Generalized multiplexing / demultiplexing for FASTQ/FASTA/SAM
mxdx
allows for multiplexing paired or unpaired data at the sequence level.
The specific problem mxdx
solves running the need to run sets of samples
against tools with high start up costs. By multiplexing, the start up cost
(e.g., bowtie2
with a large database) can be amortized. Multiplexing is
performed at the per-record basis which balances the cost of processing
an individual work unit, and avoids intermediate (write) IO.
mxdx
supports multiplexing and demultiplexing FASTQ/FASTA/SAM data. The user
can control how paired data are emitted:
- interleaved on a per record basis
- sequentially, first R1 then R2 reads are multiplexed
- R1 only where only R1 reads are multiplexed
- R2 only where only R2 reads are multiplexed
Because mxdx
operates on a per-record basis, it is necessary to know the
number of total records up front in order to determine which specific records
to pull from a particular file.
We currently test on OSX (x86_64) and Linux (x86_64). Windows passed unit tests but failed integration test as bash is not installed by default -- this is likely an easy fix but not a current need. OSX (M1) failed in testing from an illegal instruction, which most likely is from a bad wheel in PyPI for a dependency.
To install from pypi:
$ pip install mxdx
To install from github:
$ git clone https://github.com/wasade/mxdx.git
$ cd mxdx
$ pip install -e .
IO is handled in separate processes for all actions. Specifically, we read
and decompress in one process, and write in a separate process. We do not use
threads to avoid the GIL -- while generally, the GIL is fine for IO bound
tasks, some compression schemes like lzma
are costly. The use of multiple
processes allows, if necessary in the future, an easier trajectory to read
or write many files at once which may be viable on high performance
file systems.
The specific type of file being processed, and its compression, is inferred.

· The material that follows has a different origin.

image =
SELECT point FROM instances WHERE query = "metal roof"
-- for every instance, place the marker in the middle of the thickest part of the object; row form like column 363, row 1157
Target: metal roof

As a result, the user does not need to provide these details. However, mxdx
cannot mix and match compression schemes or data types.
On demultiplexing, samples which are completely represented within a batch
are written entirely. Samples which are partially represented by a batch,
such that some records are processed in batch N and some in batch N+1,
are written as partial files. Partials are an unfortunate necessity without
a mechanism to orchestrate IO across independent jobs in a high performance
compute environment. To resolve partials, we provide a command with mxdx
called consolidate-partials
to concatenate them in batch order.
NOTE: mxdx
does not rm
the partial files, that is the responsibility
of the user.
A round trip usage example can be found in usage-test.sh
. This test is
executed by CI.
A usage example using SLURM, which is not executed by CI, can be found in
examples/
.